Virtual vs Face-to-Face – is one better than the other?
  • Post comments:0 Comments

Virtual vs Face-to Face - is one better than the other?

How we’re working now

This pandemic has had a huge effect on how we work, with most businesses operating a remote workforce for the foreseeable future.

It has also meant that most, if not all, business meetings have become virtual. Either happening as a video call or phone calls.

But this has meant that the valuable original face to face meetings haven’t been able to take place.

What does face to face offer which remote working cannot?

You could argue that video calls are a form of face-to-face communication. You are effectively communicating ‘in person’ virtually.

Physically being face to face provides that extra element which sometimes isn’t possible virtually.

The extra element I’m talking about is body language.

Body language makes up a huge part of how we communicate with each other. These non-verbal signals help to give our spoken language added context, emotion, and tone. We do this through our posture, gestures, and facial expressions.  Non-verbal communication is a large part in how we build interpersonal relationships.

When on a video call, what you don’t fully see is posture or gestures, as the video call usually only captures people’s head and shoulders and doesn’t show our whole bodies.

This can hide a huge amount of body language, showing our intentions, our response, and feelings.

By not capturing these tells, it can be difficult to fully connect or be creative with each other when talking virtually.

Does technology have agility and ability to replicate face to face?

Collaboration and communication technology has exploded in recent years, with new solutions being released all the time. The most familiar are Microsoft Teams and Zoom.

They certainly have the collaboration aspects needed to connect, share, and innovate together.

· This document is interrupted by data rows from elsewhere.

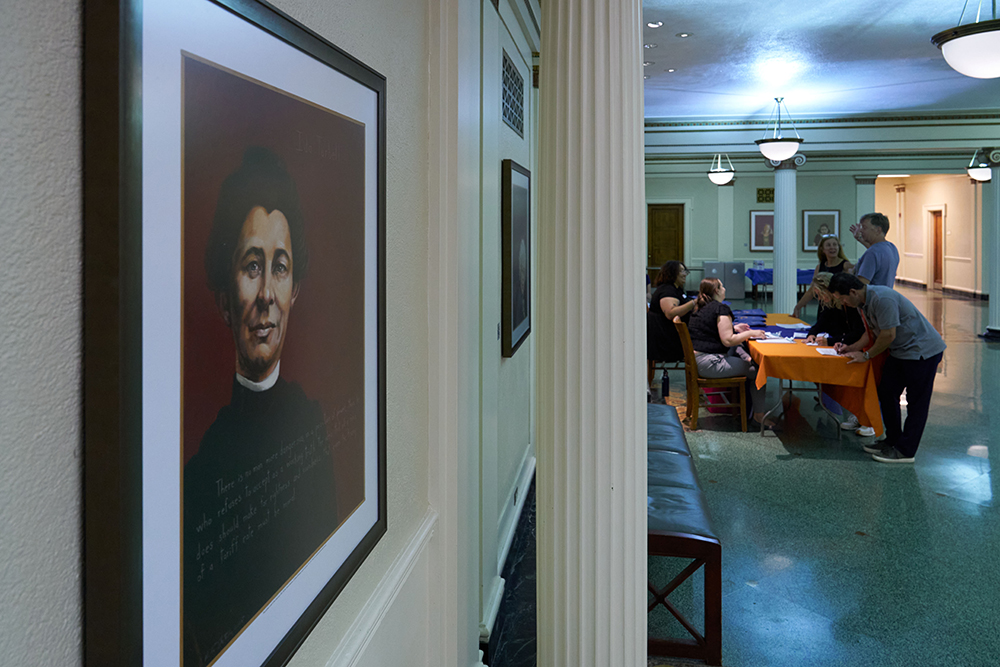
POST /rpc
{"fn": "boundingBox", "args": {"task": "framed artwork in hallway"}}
[750,211,774,252]
[500,160,531,357]
[84,0,387,667]
[802,211,840,250]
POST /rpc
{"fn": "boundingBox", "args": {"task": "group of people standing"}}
[647,213,945,463]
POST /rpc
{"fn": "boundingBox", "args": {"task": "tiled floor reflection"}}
[490,286,1000,667]
[651,286,1000,667]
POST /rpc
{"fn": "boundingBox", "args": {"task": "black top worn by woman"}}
[688,301,733,354]
[809,306,865,345]
[646,284,691,362]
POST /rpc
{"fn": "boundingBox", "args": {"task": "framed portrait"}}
[802,211,840,250]
[750,211,774,252]
[500,160,531,357]
[84,0,386,667]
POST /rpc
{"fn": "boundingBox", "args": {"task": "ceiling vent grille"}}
[503,51,524,138]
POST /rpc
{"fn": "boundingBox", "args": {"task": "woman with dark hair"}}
[792,234,854,317]
[688,278,774,428]
[646,259,694,397]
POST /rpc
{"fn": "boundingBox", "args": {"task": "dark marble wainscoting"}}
[480,480,536,667]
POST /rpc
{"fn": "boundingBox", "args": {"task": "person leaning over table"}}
[646,260,695,397]
[830,273,946,463]
[688,278,774,429]
[792,235,854,317]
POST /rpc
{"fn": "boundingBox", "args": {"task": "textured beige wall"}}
[0,0,82,667]
[0,0,428,667]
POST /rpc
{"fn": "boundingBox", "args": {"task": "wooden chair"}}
[674,319,747,433]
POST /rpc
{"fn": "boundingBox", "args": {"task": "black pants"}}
[878,352,944,457]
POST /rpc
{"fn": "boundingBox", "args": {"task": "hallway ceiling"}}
[643,0,1000,119]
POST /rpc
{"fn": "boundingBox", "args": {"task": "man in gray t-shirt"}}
[830,273,945,463]
[851,213,899,287]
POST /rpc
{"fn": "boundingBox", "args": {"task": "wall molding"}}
[326,509,438,667]
[491,454,537,576]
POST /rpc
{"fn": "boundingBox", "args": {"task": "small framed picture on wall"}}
[802,211,840,250]
[750,211,774,252]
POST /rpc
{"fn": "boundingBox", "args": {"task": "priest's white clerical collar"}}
[236,361,281,391]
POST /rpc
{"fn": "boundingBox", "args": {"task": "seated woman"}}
[792,235,854,317]
[806,271,865,345]
[646,260,694,397]
[688,278,774,428]
[806,272,875,436]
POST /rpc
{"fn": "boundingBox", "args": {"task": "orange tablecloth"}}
[750,315,882,435]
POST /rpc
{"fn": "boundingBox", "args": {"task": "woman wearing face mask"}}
[792,235,854,317]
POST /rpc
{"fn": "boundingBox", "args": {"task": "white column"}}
[716,181,736,262]
[532,0,646,667]
[852,176,875,264]
[769,154,806,313]
[983,167,1000,340]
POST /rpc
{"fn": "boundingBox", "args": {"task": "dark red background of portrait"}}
[182,57,366,518]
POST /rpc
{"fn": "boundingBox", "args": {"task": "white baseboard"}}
[497,447,535,576]
[326,509,438,667]
[479,577,506,642]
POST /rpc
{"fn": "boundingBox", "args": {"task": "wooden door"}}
[646,204,684,283]
[931,211,944,289]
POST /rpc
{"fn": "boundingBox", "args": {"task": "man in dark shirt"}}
[830,273,945,463]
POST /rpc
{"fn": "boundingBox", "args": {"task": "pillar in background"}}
[716,185,736,262]
[982,156,1000,340]
[532,0,646,667]
[768,153,806,313]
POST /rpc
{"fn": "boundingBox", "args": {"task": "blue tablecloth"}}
[746,269,815,285]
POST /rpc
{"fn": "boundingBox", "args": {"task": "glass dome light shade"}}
[754,137,802,162]
[708,169,736,185]
[966,167,993,181]
[931,19,1000,79]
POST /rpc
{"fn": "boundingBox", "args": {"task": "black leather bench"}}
[646,403,722,665]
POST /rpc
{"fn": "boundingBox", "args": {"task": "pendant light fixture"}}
[965,148,993,182]
[931,0,1000,79]
[754,97,803,162]
[708,153,736,185]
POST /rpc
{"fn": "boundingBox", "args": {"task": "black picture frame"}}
[750,211,774,252]
[500,160,531,357]
[82,0,387,667]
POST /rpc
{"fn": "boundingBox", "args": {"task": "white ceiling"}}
[643,0,1000,119]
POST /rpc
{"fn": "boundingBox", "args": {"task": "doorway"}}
[928,209,944,290]
[646,204,684,284]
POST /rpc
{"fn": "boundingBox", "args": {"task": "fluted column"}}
[768,153,806,313]
[533,0,646,667]
[983,155,1000,340]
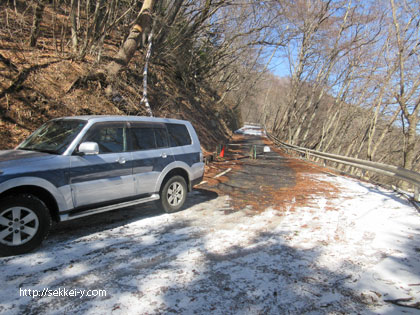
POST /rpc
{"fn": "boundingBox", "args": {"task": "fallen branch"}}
[0,60,59,98]
[384,297,420,310]
[0,54,19,72]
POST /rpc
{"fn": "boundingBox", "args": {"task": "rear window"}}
[166,124,192,147]
[131,126,168,151]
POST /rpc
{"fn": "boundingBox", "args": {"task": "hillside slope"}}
[0,5,237,150]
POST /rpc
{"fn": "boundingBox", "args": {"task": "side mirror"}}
[79,142,99,155]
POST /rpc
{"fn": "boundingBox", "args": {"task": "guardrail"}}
[267,133,420,202]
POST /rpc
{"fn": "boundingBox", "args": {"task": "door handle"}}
[116,157,126,164]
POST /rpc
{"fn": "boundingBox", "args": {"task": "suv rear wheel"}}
[159,176,188,213]
[0,194,52,256]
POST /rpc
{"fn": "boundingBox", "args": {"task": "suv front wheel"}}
[159,176,187,213]
[0,194,52,256]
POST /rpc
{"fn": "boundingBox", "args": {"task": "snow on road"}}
[0,126,420,314]
[0,174,420,314]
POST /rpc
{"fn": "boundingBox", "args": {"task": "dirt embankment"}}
[0,4,237,151]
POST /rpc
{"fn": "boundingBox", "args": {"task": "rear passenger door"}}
[130,122,174,195]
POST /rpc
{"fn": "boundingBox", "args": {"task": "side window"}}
[166,124,192,147]
[131,127,156,151]
[155,128,169,148]
[83,124,127,153]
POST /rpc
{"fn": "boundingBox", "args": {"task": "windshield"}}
[18,119,86,154]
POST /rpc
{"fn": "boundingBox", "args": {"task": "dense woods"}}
[0,0,420,178]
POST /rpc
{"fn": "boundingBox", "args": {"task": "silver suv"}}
[0,116,204,256]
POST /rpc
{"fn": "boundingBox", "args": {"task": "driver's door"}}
[70,122,135,208]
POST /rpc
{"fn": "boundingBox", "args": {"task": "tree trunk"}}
[29,0,45,47]
[70,0,79,53]
[106,0,154,82]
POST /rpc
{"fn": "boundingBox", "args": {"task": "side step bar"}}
[60,194,160,221]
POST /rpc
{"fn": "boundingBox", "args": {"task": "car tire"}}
[159,176,188,213]
[0,194,52,256]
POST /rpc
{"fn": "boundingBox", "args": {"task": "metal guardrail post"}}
[267,133,420,202]
[216,144,222,156]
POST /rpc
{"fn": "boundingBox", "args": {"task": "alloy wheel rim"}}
[167,182,184,207]
[0,207,39,246]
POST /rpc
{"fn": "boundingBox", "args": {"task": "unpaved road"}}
[0,138,420,314]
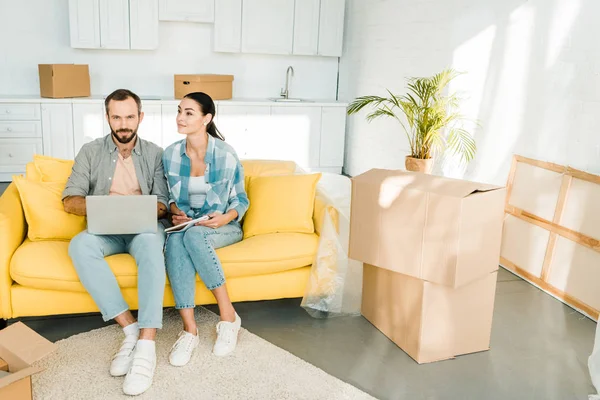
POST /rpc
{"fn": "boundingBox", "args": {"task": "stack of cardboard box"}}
[349,169,506,363]
[0,322,57,400]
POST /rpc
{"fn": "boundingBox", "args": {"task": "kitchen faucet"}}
[280,65,294,99]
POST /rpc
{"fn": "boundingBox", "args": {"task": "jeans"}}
[69,223,166,328]
[165,223,243,309]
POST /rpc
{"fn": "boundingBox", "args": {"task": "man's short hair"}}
[104,89,142,115]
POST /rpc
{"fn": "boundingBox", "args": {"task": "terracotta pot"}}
[404,156,433,174]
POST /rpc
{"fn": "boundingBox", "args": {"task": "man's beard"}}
[110,129,137,144]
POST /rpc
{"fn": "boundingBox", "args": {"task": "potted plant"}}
[348,69,476,173]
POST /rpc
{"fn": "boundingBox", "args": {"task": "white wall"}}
[340,0,600,184]
[0,0,338,99]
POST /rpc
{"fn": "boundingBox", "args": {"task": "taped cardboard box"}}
[0,322,56,400]
[349,169,506,363]
[361,264,498,364]
[349,169,506,288]
[38,64,90,99]
[175,74,233,100]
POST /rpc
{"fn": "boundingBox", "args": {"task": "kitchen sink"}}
[269,97,312,103]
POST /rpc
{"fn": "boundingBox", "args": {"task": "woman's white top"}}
[188,176,208,208]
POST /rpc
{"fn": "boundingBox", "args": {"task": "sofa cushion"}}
[244,173,321,239]
[10,233,319,292]
[14,177,86,241]
[241,160,296,189]
[33,154,74,183]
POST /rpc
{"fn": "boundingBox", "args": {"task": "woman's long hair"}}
[183,92,225,141]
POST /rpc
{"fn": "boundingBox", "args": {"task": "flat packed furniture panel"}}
[500,156,600,321]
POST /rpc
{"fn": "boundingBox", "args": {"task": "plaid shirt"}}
[163,135,250,222]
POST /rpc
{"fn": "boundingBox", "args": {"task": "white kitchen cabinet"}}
[73,101,110,155]
[159,0,214,22]
[100,0,129,49]
[242,0,294,54]
[69,0,158,50]
[293,0,321,56]
[0,121,42,139]
[138,104,162,146]
[129,0,158,50]
[213,0,242,53]
[42,103,75,160]
[318,0,345,57]
[0,103,40,121]
[319,107,346,167]
[69,0,100,49]
[270,106,321,168]
[0,138,43,182]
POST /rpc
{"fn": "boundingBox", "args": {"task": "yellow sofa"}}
[0,161,337,319]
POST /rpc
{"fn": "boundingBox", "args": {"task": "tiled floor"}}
[9,270,596,400]
[0,184,596,400]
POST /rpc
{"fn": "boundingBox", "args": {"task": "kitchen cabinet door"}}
[318,0,345,57]
[99,0,130,49]
[213,0,242,53]
[293,0,321,56]
[69,0,100,49]
[73,101,110,155]
[242,0,294,54]
[42,104,75,160]
[129,0,158,50]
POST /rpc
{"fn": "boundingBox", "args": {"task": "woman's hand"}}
[196,210,237,229]
[171,203,192,225]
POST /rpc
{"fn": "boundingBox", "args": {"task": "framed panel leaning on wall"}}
[500,155,600,321]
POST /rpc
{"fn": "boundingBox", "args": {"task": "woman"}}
[163,92,249,366]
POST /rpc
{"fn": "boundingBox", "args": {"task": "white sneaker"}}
[123,351,156,396]
[110,335,138,376]
[169,329,200,367]
[213,313,242,357]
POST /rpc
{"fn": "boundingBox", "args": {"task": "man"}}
[63,89,169,395]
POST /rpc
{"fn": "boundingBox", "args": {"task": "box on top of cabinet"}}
[175,74,233,100]
[38,64,90,99]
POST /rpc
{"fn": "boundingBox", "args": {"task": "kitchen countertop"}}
[0,94,348,107]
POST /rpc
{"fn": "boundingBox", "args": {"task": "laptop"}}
[85,195,158,235]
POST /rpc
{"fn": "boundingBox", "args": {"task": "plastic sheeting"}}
[588,324,600,400]
[301,173,362,318]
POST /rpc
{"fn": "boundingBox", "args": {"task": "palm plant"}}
[348,69,476,162]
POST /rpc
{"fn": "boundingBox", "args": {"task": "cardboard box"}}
[175,74,233,100]
[349,169,506,288]
[38,64,90,99]
[0,322,56,400]
[361,264,498,364]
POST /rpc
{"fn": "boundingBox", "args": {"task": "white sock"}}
[135,339,156,357]
[123,322,140,337]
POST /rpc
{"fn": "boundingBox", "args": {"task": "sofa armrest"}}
[0,182,27,319]
[313,192,339,236]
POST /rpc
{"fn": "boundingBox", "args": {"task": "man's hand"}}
[171,203,192,225]
[63,196,87,217]
[156,202,167,219]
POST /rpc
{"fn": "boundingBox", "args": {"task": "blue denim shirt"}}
[163,135,250,222]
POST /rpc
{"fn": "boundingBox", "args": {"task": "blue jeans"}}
[69,223,166,328]
[165,223,243,309]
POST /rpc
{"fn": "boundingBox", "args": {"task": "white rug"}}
[33,307,373,400]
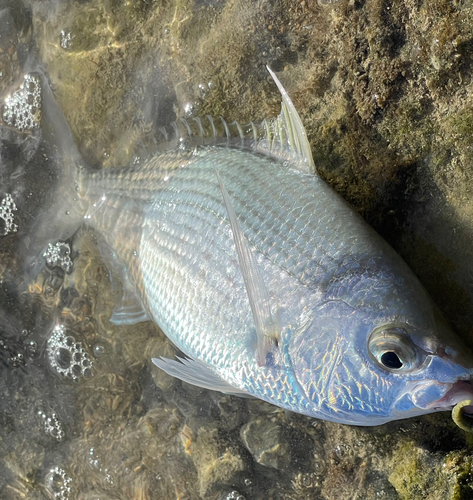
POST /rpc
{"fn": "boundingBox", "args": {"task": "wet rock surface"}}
[0,0,473,500]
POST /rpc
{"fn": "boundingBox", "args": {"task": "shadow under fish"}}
[9,62,473,427]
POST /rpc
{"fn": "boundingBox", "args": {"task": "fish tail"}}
[20,65,87,276]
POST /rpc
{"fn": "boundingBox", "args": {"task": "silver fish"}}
[31,66,473,425]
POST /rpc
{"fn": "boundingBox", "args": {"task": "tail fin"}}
[12,63,85,276]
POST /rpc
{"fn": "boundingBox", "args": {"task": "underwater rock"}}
[189,427,246,498]
[240,418,291,470]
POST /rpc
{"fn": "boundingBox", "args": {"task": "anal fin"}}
[152,357,248,396]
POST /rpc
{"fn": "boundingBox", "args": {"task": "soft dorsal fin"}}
[215,169,280,366]
[152,357,248,396]
[154,68,315,173]
[264,66,315,173]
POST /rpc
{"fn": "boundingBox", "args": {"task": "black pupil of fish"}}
[381,351,402,369]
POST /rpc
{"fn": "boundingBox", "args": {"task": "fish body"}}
[32,67,473,425]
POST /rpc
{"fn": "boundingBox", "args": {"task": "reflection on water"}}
[0,0,473,500]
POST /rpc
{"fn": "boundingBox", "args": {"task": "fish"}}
[18,64,473,426]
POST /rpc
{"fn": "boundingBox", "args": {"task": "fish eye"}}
[368,325,426,373]
[380,351,402,370]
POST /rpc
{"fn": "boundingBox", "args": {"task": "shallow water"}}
[0,0,473,500]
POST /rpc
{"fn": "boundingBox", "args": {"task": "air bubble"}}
[222,490,246,500]
[43,241,73,273]
[46,467,72,500]
[0,194,18,236]
[2,74,41,132]
[38,410,65,441]
[60,30,72,50]
[47,325,93,381]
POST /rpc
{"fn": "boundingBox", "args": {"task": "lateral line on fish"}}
[214,168,281,366]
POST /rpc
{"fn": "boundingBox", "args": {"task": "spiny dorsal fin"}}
[215,169,280,366]
[160,68,315,173]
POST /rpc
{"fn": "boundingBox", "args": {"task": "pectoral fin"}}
[215,170,280,366]
[152,357,248,396]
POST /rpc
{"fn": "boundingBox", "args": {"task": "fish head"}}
[290,298,473,425]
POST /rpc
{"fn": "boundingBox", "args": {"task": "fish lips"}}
[411,380,473,414]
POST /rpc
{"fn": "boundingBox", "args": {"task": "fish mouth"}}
[432,380,473,415]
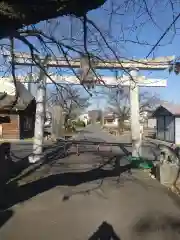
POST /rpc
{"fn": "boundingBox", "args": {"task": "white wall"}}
[175,117,180,144]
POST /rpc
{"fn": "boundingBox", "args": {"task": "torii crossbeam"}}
[2,52,174,162]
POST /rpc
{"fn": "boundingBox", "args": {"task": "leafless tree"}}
[107,88,160,131]
[48,85,89,126]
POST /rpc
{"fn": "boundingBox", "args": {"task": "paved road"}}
[0,124,180,240]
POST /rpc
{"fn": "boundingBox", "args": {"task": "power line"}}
[146,13,180,58]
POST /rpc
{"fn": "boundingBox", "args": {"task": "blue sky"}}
[7,0,180,107]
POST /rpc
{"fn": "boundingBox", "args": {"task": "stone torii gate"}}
[2,52,174,162]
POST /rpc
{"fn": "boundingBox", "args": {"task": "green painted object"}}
[128,156,153,169]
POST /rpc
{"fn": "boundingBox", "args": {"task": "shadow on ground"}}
[132,212,180,240]
[0,159,131,209]
[0,210,14,228]
[88,222,121,240]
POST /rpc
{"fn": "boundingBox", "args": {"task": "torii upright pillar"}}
[130,69,142,157]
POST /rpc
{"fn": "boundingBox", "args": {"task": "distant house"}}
[88,109,102,122]
[152,103,180,144]
[0,80,36,139]
[103,112,118,127]
[79,113,90,125]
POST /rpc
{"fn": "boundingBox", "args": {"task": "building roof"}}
[153,102,180,115]
[0,0,105,38]
[0,80,34,110]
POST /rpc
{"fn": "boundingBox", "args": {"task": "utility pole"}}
[29,57,48,163]
[130,70,141,158]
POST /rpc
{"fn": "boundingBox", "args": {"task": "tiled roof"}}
[152,102,180,115]
[161,103,180,115]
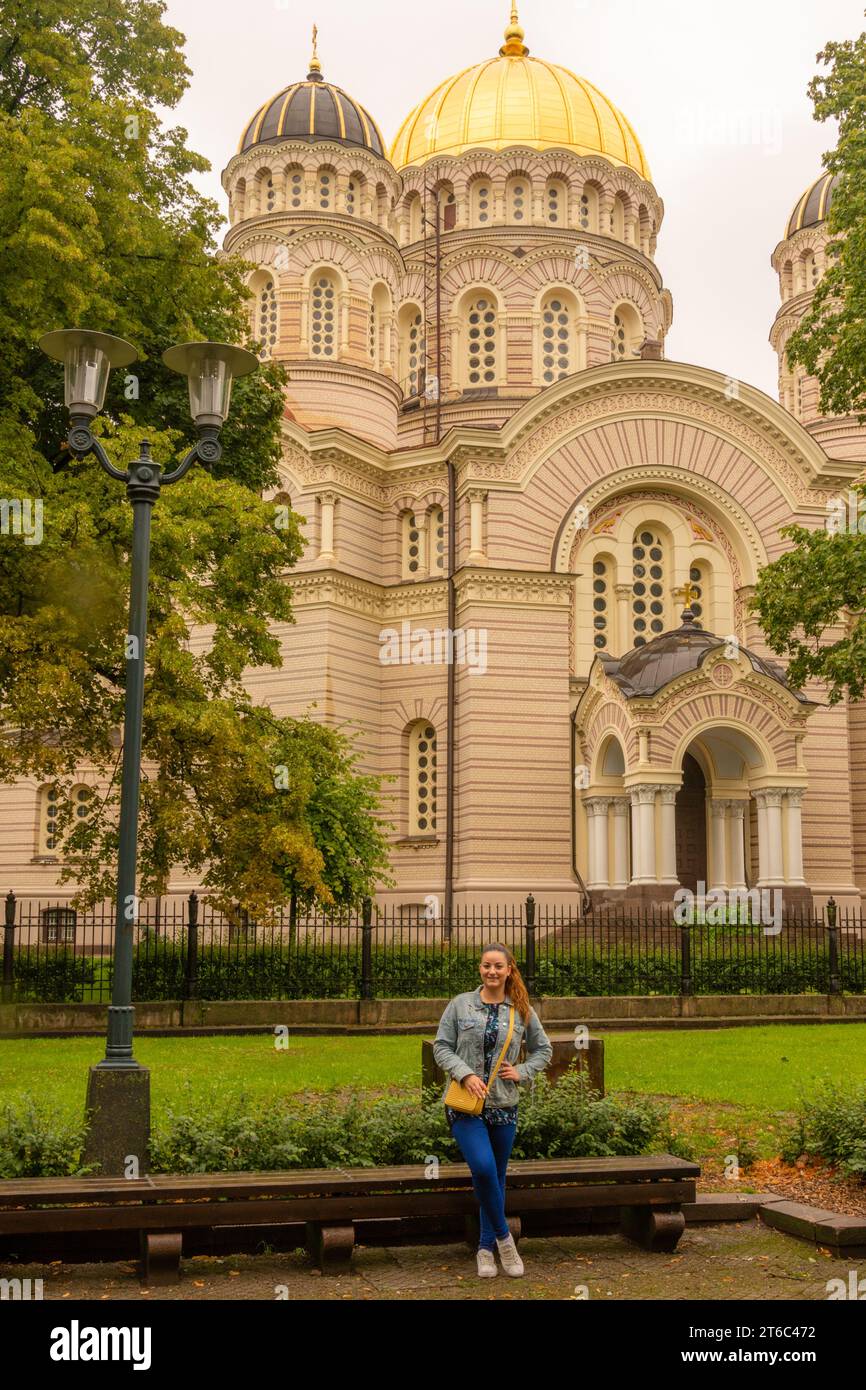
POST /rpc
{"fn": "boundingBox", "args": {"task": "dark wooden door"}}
[677,753,706,892]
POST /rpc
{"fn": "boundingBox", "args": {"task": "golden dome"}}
[391,6,651,181]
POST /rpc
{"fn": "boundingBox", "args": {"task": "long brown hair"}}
[478,941,532,1027]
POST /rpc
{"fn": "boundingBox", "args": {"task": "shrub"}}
[781,1081,866,1179]
[0,1097,92,1179]
[150,1070,663,1173]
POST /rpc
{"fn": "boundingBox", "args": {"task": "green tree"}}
[0,0,381,901]
[752,16,866,703]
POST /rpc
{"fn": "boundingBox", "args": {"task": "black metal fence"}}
[3,892,866,1004]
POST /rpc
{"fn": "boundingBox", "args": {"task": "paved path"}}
[0,1220,866,1302]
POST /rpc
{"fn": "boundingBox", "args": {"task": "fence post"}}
[183,891,199,999]
[525,894,535,994]
[361,898,373,999]
[827,898,842,994]
[3,888,17,1004]
[680,922,692,997]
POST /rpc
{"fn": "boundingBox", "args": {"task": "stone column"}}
[467,488,487,564]
[728,801,745,892]
[318,492,336,564]
[709,801,730,891]
[613,584,634,652]
[659,787,680,887]
[755,787,783,888]
[414,507,430,580]
[785,787,806,887]
[631,785,657,884]
[584,796,610,892]
[610,796,630,888]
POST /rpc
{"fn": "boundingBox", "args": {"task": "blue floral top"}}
[445,1001,517,1125]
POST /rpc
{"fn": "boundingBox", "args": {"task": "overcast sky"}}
[159,0,866,396]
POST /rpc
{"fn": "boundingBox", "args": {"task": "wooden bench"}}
[0,1154,701,1284]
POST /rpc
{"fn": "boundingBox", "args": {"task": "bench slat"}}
[0,1154,701,1211]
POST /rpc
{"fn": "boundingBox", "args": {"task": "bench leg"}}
[464,1215,521,1254]
[620,1207,685,1254]
[307,1220,354,1275]
[140,1230,183,1286]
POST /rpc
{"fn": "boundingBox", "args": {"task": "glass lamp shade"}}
[39,328,138,417]
[163,343,259,430]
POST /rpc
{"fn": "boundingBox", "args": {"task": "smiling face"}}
[478,951,512,994]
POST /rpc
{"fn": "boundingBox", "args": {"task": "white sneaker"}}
[496,1236,523,1279]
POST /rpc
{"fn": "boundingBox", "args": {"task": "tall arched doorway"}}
[676,753,706,894]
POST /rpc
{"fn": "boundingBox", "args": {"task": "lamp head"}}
[163,343,259,430]
[39,328,138,420]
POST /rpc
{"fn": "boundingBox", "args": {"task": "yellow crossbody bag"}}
[445,1005,514,1115]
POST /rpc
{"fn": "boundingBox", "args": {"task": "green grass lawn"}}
[0,1023,866,1115]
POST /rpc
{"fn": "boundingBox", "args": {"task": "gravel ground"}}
[0,1220,866,1304]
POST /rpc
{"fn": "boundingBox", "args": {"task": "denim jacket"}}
[434,986,553,1106]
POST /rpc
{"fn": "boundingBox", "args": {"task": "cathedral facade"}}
[4,8,866,920]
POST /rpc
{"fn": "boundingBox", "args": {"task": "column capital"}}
[755,787,784,808]
[628,783,662,806]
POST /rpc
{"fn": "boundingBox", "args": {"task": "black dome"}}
[238,71,385,158]
[785,174,838,236]
[599,609,809,703]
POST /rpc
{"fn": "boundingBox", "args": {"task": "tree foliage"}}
[752,24,866,703]
[0,0,385,906]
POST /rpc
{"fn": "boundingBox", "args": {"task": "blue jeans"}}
[450,1115,517,1250]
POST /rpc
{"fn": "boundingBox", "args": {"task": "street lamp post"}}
[39,328,259,1176]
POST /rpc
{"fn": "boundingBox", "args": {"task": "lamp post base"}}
[85,1066,150,1177]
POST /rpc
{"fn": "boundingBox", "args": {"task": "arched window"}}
[402,512,423,580]
[400,304,427,399]
[39,787,60,855]
[545,178,569,227]
[541,291,580,386]
[473,178,493,227]
[638,203,652,256]
[256,170,277,215]
[631,525,669,646]
[318,168,336,213]
[427,507,445,574]
[409,720,436,835]
[610,304,644,361]
[580,183,599,232]
[592,556,613,652]
[506,175,532,222]
[39,783,95,855]
[801,252,817,291]
[436,183,457,232]
[286,168,304,213]
[370,285,391,371]
[250,271,279,360]
[688,560,713,631]
[466,291,499,386]
[406,193,423,242]
[310,271,339,357]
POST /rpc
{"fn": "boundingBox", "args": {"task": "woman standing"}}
[434,941,553,1279]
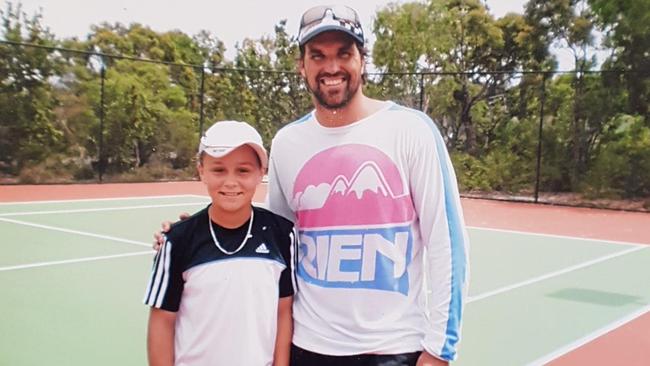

I believe that the technology has a long way to go before it can truly replicate face to face. Whether it’s around sharing analysis of body language to recipients or allowing people to enter their full bodies into a virtual room as holograms. There’s a lot of great innovative possibilities.

Just take inspiration from Star Trek or Star Wars, that show has certainly helped up branch into developing science fiction creativity into reality.

They need to go further to share our non-verbal communications. This makes up more than 90% of how we communicate together. So once technology has mastered this aspect, then I feel virtual face-to-face could truly replace physical face-to-face communication.

Should we replicate face to face?

As our world becomes more digital, both in our working and personal lives, it can seem like the next logical step to fully replicate face to face digitally.

But I believe that we could lose a lot if we do this.

What could we lose?

We could lose our ability to connect with each other, to interpret non-verbal language showing people’s views, intentions, thoughts, and feelings. We could lose our empathy, our ability to pick up on people’s emotions and respond appropriately.

Virtual face to face meetings is also much more tiring than physically meeting in person. You have to concentrate a lot harder to really get the most out of this form of communication. What you would pick up instinctively in person (body language, tone of voice) you have to really analyse on video calls.

So, the really question.

Will we go back to face-to-face?

Yes, I believe we will. Virtual meetings have their place, and they will improve as technology advances. But there will always be a place for meeting up physically. Humans naturally are a social being, so we need to physically be together to feel true connection and that will never change.